The documents were released by the American Civil Liberties Union,
which filed a Freedom of Information Act request on behalf of student
groups that protested against recruiters who visited their campuses in
April 2005.
The students were angry when they turned up in the database of a
Pentagon program called Threat and Local Observation Notice, or TALON,
which the government started in 2003 as a way to collect data that
could help stop terrorist attacks. Officials have acknowledged that the
reports on protests should not have been included.
In the Santa Cruz and Berkeley reports, the source of information
was listed as an agent for Homeland Security's Federal Protective Service.
The reports were filed by the 902nd Military Intelligence Group, the
Army's largest counterespionage unit.
"This raises questions about whether the Department of Homeland
Security tasked somebody to gather information about anti-war
activities," said Mark Schlosberg, police practices policy director for
the ACLU's Northern California office.
Dennis O'Connor, a spokesman for the Federal Protective Service,
said his agency protects 9,000 federal sites.
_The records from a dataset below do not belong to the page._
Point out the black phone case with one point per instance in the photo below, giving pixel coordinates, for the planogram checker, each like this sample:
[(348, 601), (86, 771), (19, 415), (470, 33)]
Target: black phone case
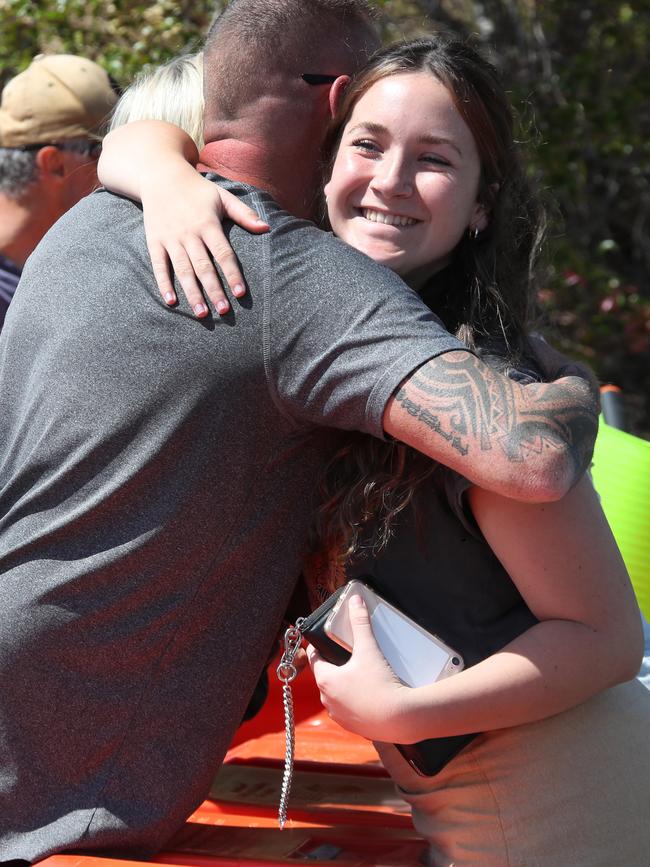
[(427, 757)]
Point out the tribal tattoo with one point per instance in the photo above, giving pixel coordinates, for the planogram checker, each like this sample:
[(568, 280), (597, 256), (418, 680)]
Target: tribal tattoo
[(471, 406)]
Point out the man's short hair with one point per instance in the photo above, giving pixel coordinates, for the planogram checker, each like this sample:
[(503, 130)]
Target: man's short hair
[(250, 36), (18, 170)]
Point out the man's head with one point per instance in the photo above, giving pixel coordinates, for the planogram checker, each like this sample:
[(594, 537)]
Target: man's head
[(273, 70), (52, 117)]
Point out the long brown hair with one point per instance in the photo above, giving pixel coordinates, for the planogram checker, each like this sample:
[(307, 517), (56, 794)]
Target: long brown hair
[(483, 296)]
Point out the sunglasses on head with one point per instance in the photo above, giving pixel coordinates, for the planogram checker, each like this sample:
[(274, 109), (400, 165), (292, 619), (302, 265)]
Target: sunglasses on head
[(316, 78)]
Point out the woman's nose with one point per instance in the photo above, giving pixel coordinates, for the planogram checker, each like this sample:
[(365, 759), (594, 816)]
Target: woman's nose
[(392, 178)]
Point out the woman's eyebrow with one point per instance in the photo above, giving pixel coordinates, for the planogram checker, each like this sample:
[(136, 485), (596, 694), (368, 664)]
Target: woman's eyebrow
[(380, 129)]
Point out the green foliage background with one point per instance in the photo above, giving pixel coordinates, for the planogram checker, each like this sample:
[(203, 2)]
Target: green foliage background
[(580, 80)]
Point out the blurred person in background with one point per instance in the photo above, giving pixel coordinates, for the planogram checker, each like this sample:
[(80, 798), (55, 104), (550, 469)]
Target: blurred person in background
[(51, 123)]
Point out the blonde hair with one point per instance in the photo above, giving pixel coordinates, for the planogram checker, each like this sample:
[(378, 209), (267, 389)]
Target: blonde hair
[(171, 92)]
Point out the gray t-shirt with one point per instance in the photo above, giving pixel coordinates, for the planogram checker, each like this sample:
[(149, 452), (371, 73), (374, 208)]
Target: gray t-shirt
[(156, 481)]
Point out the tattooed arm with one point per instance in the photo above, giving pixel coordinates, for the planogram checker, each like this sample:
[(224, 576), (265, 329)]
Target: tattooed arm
[(529, 443)]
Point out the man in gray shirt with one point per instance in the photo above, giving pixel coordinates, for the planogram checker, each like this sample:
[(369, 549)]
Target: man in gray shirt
[(157, 472)]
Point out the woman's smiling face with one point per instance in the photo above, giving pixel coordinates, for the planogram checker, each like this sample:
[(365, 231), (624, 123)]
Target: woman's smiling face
[(405, 179)]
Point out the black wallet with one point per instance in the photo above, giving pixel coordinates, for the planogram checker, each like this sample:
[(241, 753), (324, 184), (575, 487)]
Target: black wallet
[(427, 757)]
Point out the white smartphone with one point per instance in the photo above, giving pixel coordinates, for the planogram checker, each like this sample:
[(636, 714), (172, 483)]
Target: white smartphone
[(416, 656)]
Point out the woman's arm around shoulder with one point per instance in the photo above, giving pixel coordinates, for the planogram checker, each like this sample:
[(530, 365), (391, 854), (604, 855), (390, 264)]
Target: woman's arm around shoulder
[(154, 162)]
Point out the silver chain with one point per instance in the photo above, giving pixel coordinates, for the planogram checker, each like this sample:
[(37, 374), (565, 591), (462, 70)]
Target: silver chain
[(286, 672)]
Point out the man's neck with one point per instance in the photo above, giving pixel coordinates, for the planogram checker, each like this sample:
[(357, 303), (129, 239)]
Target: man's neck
[(22, 225), (291, 183)]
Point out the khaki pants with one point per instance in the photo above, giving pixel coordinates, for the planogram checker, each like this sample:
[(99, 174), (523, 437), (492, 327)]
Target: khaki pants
[(570, 791)]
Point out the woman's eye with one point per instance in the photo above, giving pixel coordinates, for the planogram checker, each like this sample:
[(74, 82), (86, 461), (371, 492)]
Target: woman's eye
[(365, 145), (435, 160)]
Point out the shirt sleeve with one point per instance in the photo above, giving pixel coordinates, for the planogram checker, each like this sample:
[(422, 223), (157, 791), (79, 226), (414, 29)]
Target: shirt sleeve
[(342, 333)]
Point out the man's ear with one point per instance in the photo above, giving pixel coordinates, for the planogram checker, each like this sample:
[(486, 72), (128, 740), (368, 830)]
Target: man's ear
[(336, 92), (50, 162)]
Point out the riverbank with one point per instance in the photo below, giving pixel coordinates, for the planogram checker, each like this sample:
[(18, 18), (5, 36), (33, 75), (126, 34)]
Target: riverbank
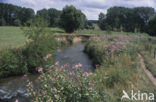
[(118, 66)]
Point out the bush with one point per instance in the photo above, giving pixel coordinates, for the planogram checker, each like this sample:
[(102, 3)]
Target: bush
[(151, 26), (72, 19), (61, 85), (12, 63), (35, 51)]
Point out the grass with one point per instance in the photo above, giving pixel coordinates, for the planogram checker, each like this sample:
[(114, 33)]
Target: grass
[(119, 65)]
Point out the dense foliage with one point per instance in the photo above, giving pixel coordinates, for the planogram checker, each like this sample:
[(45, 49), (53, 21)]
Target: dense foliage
[(51, 15), (152, 26), (14, 15), (72, 19), (126, 19)]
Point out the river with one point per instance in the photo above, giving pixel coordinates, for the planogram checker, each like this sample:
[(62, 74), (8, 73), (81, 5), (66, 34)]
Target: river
[(13, 88)]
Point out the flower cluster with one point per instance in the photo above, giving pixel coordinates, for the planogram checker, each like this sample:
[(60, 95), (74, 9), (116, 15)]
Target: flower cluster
[(60, 84)]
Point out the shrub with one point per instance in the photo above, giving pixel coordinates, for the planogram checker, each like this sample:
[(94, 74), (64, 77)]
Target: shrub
[(61, 85), (12, 63), (35, 28), (72, 19), (151, 26)]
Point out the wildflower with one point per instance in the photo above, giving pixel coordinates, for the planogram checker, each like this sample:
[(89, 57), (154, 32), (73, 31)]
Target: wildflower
[(86, 74), (91, 86), (71, 73), (24, 76), (47, 57), (57, 63), (16, 100), (97, 65), (44, 92), (87, 94), (62, 68), (77, 66), (30, 84), (66, 65), (39, 69)]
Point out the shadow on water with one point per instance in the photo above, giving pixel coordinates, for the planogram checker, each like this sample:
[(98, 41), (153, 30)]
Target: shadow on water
[(15, 88)]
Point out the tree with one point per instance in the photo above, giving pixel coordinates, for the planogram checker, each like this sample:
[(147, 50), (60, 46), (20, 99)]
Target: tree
[(102, 21), (54, 17), (152, 26), (72, 19)]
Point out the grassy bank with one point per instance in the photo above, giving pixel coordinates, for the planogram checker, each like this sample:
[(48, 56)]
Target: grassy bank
[(117, 65)]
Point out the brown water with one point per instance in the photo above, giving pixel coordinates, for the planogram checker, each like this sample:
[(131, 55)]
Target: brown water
[(15, 88)]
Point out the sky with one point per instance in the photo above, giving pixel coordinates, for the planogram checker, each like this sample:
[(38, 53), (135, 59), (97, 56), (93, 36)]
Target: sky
[(91, 8)]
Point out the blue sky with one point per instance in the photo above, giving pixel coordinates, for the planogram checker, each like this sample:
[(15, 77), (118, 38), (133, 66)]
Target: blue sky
[(91, 8)]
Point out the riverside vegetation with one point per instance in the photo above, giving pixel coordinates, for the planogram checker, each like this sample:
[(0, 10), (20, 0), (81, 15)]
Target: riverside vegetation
[(114, 55), (115, 59)]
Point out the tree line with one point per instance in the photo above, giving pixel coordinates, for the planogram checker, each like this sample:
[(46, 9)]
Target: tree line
[(126, 19), (139, 19)]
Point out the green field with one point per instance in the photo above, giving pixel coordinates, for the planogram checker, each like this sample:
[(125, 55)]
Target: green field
[(14, 37)]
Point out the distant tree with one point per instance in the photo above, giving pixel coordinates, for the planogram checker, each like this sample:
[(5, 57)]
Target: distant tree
[(142, 16), (37, 27), (152, 26), (72, 19), (11, 13), (54, 17), (102, 21)]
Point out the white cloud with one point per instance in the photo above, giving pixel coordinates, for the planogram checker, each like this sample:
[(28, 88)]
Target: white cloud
[(90, 7)]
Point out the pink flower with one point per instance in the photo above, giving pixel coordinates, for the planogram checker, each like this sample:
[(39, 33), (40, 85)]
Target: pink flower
[(87, 74), (57, 63), (77, 66), (97, 65), (47, 57), (62, 68), (71, 73), (66, 65), (92, 86), (24, 76), (39, 69), (16, 100), (30, 84)]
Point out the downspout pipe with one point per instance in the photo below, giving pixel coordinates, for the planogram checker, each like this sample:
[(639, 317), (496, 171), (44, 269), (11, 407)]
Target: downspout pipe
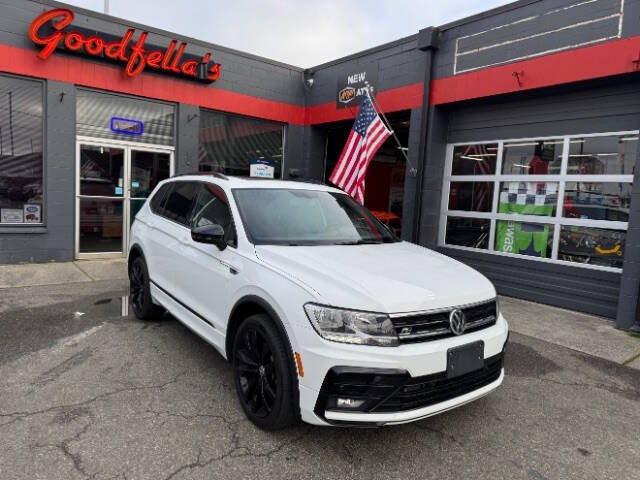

Agents disseminate publicly
available information about protests, he said, but do not investigate
them or their organizers, spy on them or try to hinder them. He said he
did not know how the information ended up in the terror database.
"If we're not aware of what's going on around us, we can't do our
job effectively," he said. "Even if a protest is going to be peaceful, we
have to be aware of it."
The reports say the FBI's Joint Terrorism Task Force in San
Francisco had been briefed on the protests. FBI spokeswoman LaRae Quy said the
agency had taken no action related to the protests.
The report on the Berkeley protest said the Homeland Security agent
received an e-mail on April 18, 2005, announcing a
"counter-recruitment" and civil disobedience action three days later, when recruiters would
be at a career fair. In a section titled "Agent Notes," the report states,
"There is a strong potential for a confrontation at this protest given
the strong support for anti-war protests and movements in the past."
NBC News revealed the database in December. The Pentagon
acknowledged that the protest reports should not have been included in the database,
which now has more than 13,000 entries.
The reports "have been removed," Pentagon spokesman Greg Hicks said
Tuesday.
Schlosberg said the ACLU is seeking further information. In the
documents released Tuesday, the government blacked out the source of
the e-mails to the Homeland Security agent.